LiveCD installation of the operating system and the new network-based OpenSolaris Image Packaging System (IPS) are aimed at simplifying installation and integration of third-party applications. IPS provides better control of applications and dependencies and provides simple system management, McHugh noted.

OpenSolaris also includes Solaris Containers to let developers build virtualization-aware applications that can run applications on more than 1,000 systems, from single machines through multi-CPU and multi-coresystems, according to Sun. The company rolled out the operating system at its CommunityOne Developer Conference in San Francisco.

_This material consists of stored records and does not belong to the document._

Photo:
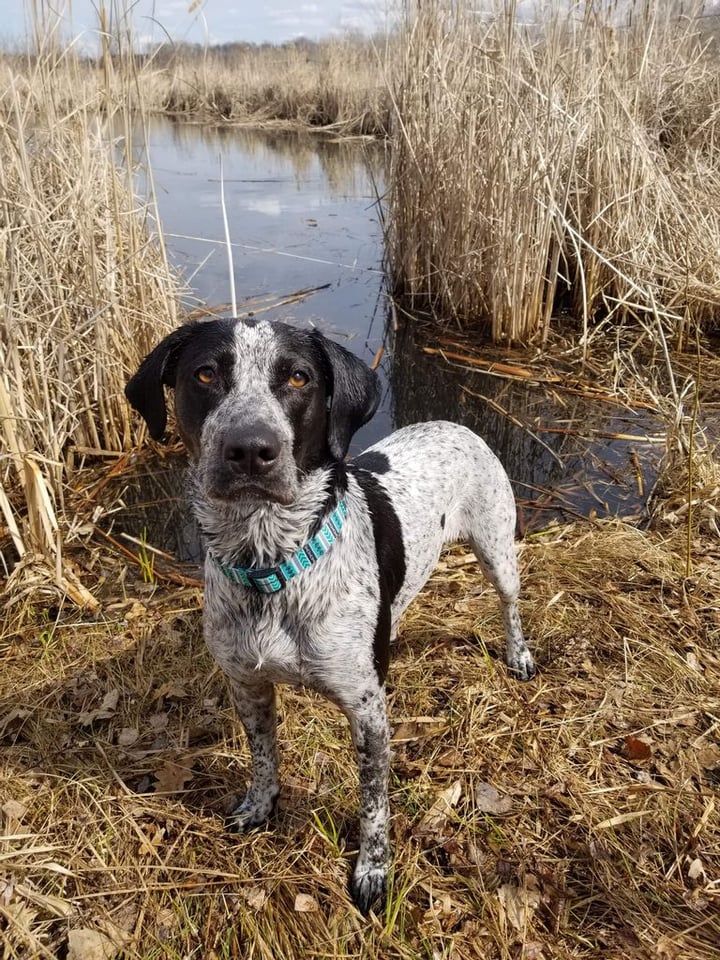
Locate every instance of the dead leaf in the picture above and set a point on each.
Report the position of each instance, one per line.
(635, 748)
(171, 691)
(172, 777)
(86, 944)
(127, 736)
(304, 903)
(696, 871)
(519, 903)
(255, 897)
(665, 949)
(490, 800)
(14, 810)
(106, 709)
(437, 816)
(418, 728)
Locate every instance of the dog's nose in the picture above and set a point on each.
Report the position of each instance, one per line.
(253, 450)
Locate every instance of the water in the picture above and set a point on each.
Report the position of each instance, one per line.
(303, 214)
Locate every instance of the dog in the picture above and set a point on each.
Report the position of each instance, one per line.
(311, 560)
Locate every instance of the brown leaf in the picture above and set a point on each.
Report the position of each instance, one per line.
(14, 810)
(304, 903)
(636, 749)
(86, 944)
(519, 903)
(104, 711)
(255, 897)
(418, 728)
(437, 816)
(127, 736)
(172, 777)
(171, 691)
(490, 800)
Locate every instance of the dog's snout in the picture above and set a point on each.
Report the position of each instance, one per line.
(253, 450)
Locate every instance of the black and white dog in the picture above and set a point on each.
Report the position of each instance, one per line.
(310, 560)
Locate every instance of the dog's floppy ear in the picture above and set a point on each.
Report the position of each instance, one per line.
(145, 389)
(354, 391)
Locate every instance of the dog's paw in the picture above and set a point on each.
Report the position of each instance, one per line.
(251, 814)
(368, 887)
(521, 665)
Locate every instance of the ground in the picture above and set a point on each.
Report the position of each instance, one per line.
(572, 816)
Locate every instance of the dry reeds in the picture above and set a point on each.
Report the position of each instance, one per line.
(86, 289)
(338, 84)
(574, 816)
(569, 162)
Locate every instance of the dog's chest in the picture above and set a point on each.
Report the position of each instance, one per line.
(276, 638)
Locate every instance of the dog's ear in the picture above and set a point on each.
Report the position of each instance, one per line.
(354, 391)
(145, 391)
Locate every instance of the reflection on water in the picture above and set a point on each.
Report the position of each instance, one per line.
(541, 436)
(302, 214)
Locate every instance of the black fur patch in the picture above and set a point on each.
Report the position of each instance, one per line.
(390, 552)
(377, 463)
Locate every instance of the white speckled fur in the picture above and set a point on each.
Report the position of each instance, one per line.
(443, 484)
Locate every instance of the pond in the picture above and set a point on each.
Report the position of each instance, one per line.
(303, 216)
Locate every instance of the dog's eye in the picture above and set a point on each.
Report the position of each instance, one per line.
(298, 379)
(205, 375)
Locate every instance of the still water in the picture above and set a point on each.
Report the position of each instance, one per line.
(303, 215)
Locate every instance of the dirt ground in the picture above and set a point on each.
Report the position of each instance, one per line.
(572, 816)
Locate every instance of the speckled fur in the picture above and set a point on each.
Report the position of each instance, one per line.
(442, 484)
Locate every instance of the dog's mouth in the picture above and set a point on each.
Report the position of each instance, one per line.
(251, 491)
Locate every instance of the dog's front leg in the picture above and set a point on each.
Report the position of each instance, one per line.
(371, 736)
(255, 704)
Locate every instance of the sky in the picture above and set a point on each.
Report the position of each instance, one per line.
(216, 21)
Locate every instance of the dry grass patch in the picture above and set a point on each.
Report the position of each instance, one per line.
(573, 816)
(86, 291)
(572, 162)
(339, 83)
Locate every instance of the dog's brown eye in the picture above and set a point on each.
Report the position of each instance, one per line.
(297, 379)
(205, 375)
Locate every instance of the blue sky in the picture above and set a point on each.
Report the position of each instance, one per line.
(215, 20)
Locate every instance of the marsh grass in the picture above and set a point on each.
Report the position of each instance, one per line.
(569, 163)
(121, 755)
(340, 84)
(86, 290)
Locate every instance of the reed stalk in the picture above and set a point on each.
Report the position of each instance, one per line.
(85, 288)
(571, 163)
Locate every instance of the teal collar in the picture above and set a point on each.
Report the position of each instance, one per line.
(273, 579)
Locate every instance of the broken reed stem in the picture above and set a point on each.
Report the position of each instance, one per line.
(570, 162)
(85, 289)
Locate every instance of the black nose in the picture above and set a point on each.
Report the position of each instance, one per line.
(251, 450)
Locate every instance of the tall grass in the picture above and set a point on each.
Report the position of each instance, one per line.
(338, 83)
(569, 163)
(85, 290)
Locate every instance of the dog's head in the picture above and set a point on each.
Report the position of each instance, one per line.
(257, 403)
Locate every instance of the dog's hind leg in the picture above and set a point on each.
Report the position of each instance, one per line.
(495, 549)
(255, 704)
(371, 737)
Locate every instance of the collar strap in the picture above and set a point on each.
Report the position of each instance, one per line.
(273, 579)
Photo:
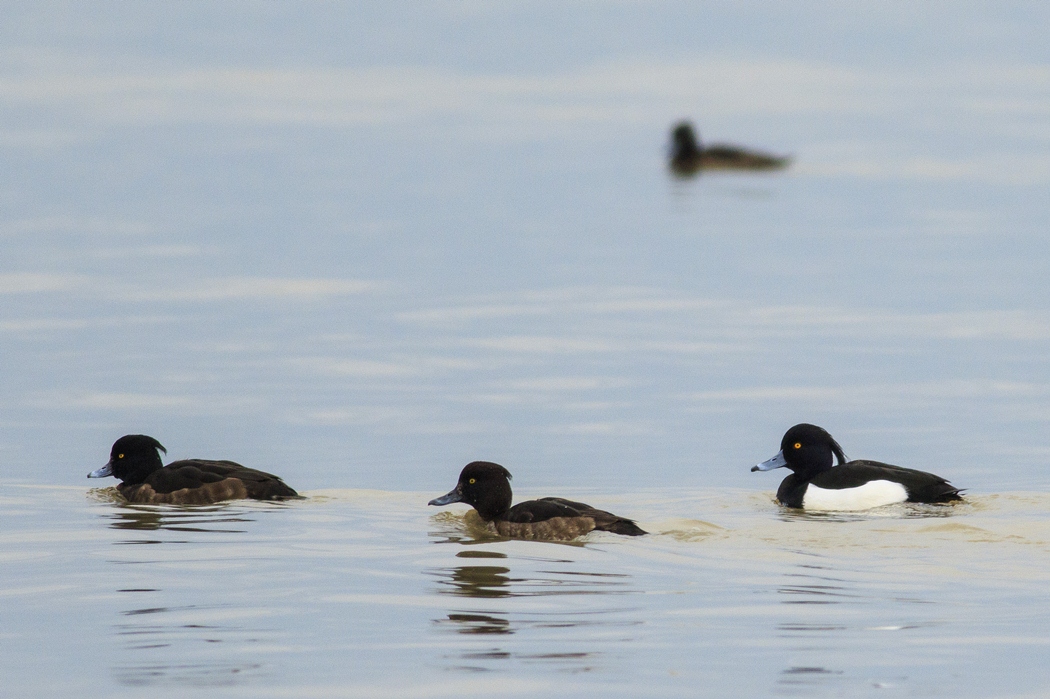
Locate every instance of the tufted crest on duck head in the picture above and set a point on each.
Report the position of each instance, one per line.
(807, 448)
(134, 457)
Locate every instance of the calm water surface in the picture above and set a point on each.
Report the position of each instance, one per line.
(368, 593)
(360, 247)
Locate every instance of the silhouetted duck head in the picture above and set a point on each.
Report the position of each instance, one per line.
(132, 459)
(484, 486)
(805, 449)
(685, 143)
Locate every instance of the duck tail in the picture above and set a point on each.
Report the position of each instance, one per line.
(623, 526)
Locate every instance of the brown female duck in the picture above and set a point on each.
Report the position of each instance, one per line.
(688, 156)
(486, 487)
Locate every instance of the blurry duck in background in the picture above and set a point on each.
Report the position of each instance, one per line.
(688, 156)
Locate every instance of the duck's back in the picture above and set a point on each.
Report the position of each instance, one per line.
(721, 156)
(921, 487)
(560, 519)
(202, 482)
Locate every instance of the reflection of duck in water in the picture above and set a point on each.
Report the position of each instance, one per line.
(486, 487)
(134, 460)
(817, 484)
(688, 156)
(481, 581)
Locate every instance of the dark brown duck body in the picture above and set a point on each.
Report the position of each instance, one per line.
(135, 461)
(688, 156)
(486, 487)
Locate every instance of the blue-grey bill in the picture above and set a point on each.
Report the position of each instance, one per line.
(453, 496)
(768, 465)
(102, 472)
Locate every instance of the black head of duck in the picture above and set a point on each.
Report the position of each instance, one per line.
(817, 484)
(689, 155)
(486, 487)
(135, 461)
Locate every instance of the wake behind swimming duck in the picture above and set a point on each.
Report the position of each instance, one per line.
(145, 480)
(486, 487)
(688, 156)
(857, 485)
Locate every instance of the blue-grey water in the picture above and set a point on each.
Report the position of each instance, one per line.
(361, 246)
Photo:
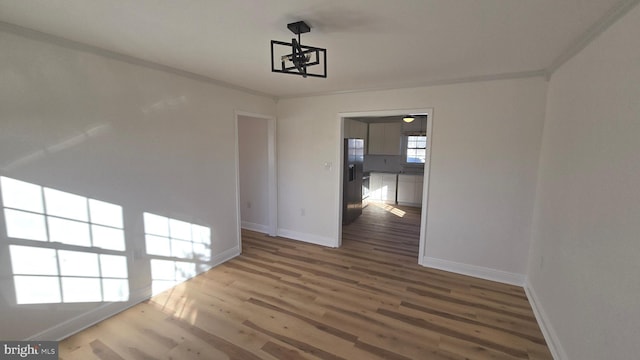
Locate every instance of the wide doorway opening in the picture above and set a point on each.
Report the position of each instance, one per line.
(384, 181)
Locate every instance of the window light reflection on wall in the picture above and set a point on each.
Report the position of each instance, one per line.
(166, 237)
(51, 272)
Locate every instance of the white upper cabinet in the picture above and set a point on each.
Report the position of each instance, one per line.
(356, 129)
(384, 138)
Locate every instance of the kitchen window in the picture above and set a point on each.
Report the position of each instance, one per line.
(416, 149)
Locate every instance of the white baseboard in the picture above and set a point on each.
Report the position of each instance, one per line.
(308, 238)
(255, 227)
(82, 321)
(475, 271)
(549, 333)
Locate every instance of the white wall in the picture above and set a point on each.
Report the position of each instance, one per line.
(134, 136)
(253, 173)
(486, 138)
(585, 245)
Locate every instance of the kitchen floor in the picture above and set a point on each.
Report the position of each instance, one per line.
(394, 229)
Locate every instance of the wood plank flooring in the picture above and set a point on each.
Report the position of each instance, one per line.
(283, 299)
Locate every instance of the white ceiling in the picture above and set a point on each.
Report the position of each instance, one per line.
(371, 44)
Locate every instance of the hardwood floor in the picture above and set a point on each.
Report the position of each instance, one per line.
(283, 299)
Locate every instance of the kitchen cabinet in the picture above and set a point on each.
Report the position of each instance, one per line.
(419, 125)
(384, 138)
(356, 129)
(410, 189)
(382, 187)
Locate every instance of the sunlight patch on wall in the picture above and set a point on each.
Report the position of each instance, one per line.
(43, 275)
(52, 272)
(176, 238)
(166, 274)
(166, 237)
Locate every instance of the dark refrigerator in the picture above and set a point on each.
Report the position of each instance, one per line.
(352, 180)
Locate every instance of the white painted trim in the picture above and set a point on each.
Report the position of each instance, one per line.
(475, 271)
(550, 335)
(80, 322)
(255, 227)
(308, 238)
(427, 167)
(612, 16)
(422, 245)
(272, 171)
(420, 84)
(79, 46)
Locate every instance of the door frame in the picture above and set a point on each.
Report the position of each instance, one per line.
(427, 168)
(272, 184)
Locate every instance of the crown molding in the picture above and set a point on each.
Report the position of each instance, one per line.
(469, 79)
(79, 46)
(613, 15)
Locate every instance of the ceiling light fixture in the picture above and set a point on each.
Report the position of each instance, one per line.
(295, 58)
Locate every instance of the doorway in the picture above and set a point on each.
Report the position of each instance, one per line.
(343, 120)
(256, 173)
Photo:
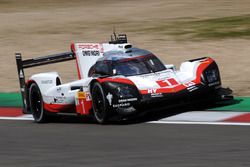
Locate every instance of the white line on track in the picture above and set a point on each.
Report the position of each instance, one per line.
(21, 118)
(201, 123)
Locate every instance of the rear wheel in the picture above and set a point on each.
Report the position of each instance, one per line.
(99, 103)
(36, 104)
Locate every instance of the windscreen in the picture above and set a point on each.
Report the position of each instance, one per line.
(138, 66)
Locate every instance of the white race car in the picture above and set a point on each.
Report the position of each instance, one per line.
(116, 78)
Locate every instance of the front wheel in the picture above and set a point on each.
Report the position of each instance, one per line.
(99, 103)
(36, 104)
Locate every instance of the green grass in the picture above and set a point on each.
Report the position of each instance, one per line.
(219, 28)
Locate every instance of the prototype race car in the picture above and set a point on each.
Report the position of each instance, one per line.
(115, 78)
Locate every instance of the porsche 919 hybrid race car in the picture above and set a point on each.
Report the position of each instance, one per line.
(115, 78)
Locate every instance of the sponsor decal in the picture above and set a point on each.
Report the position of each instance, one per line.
(214, 83)
(91, 53)
(59, 100)
(190, 86)
(89, 46)
(21, 74)
(156, 95)
(46, 82)
(81, 95)
(109, 98)
(167, 82)
(121, 105)
(59, 89)
(127, 100)
(152, 91)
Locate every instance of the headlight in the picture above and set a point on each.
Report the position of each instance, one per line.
(212, 75)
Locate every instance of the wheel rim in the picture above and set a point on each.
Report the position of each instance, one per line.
(36, 105)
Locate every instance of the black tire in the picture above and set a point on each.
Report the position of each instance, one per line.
(99, 103)
(36, 104)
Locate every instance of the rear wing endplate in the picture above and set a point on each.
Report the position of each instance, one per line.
(28, 63)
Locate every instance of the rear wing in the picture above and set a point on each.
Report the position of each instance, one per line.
(28, 63)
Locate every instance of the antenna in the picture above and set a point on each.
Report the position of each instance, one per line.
(114, 33)
(120, 39)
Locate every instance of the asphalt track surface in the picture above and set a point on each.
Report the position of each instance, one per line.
(24, 143)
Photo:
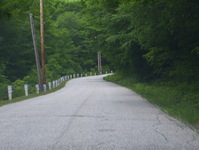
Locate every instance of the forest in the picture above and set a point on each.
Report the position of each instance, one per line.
(155, 41)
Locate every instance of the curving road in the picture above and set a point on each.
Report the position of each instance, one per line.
(91, 114)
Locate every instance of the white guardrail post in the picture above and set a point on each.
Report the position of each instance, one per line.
(10, 91)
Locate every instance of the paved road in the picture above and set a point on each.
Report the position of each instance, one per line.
(91, 114)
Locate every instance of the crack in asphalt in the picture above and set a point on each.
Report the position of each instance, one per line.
(75, 114)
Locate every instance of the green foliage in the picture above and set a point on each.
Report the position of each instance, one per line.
(180, 101)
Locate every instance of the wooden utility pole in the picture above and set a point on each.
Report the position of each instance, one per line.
(42, 42)
(36, 52)
(99, 62)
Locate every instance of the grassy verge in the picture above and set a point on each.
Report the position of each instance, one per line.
(180, 101)
(18, 99)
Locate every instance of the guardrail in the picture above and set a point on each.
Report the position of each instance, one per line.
(9, 92)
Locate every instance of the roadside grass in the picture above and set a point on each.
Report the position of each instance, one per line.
(178, 100)
(18, 99)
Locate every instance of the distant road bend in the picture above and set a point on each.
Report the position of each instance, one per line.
(91, 114)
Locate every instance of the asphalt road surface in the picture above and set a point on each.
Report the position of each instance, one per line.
(91, 114)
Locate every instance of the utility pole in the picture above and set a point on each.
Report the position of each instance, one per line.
(36, 52)
(99, 62)
(42, 42)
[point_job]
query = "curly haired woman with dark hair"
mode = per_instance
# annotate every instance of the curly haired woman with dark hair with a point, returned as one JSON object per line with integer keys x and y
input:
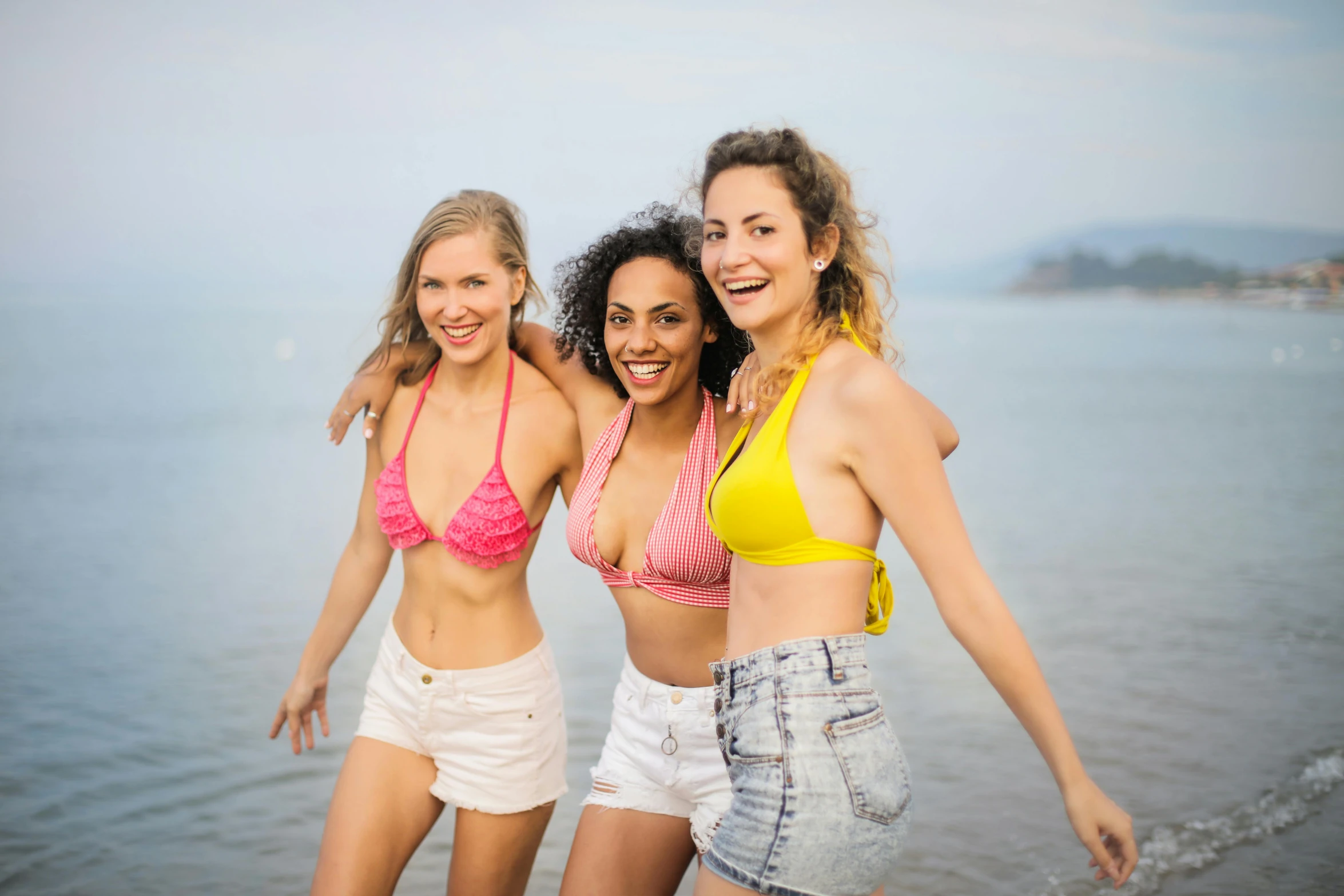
{"x": 644, "y": 354}
{"x": 820, "y": 787}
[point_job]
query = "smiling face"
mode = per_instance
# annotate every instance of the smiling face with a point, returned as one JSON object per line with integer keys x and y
{"x": 755, "y": 252}
{"x": 654, "y": 329}
{"x": 464, "y": 296}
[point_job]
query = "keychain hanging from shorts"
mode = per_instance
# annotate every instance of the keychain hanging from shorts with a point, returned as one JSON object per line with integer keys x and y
{"x": 670, "y": 743}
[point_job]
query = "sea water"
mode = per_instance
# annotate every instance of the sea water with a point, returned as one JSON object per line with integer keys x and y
{"x": 1158, "y": 491}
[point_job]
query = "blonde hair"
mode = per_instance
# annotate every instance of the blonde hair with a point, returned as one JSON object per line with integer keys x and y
{"x": 470, "y": 212}
{"x": 854, "y": 284}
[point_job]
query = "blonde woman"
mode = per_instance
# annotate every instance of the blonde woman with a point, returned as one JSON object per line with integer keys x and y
{"x": 820, "y": 786}
{"x": 464, "y": 704}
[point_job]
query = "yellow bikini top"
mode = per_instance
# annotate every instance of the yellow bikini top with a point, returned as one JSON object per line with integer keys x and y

Reliant Security Inc. announced that it is using OpenSolaris to improve its payment card data security for merchants who need to meet payment card industry (PCI) data security requirements.

"Reliant made a strategic decision to base its Managed PCI System (MPS) product on OpenSolaris because other operating systems didn't meet our security requirements and system resource constraints," said Richard Newman, managing partner at New York-based Reliant Security, in a statement. "With the support of the OpenSolaris community, we have been able to meet a very aggressive production rollout of MPS."

As part of the invitation-only beta alliance with Amazon.com, a handful of vendors including GigaSpaces, RightScale, ThoughtWorks and Zmanda are making their software available for OpenSolaris on EC2. OpenSolaris on Amazon EC2 is available for no additional charge. Users pay only for Amazon EC2 usage, which starts at 10 cents per CPU-hour. Sun is providing free e-mail technical support to EC2 users. Amazon EC2 support is provided by Amazon Web Services.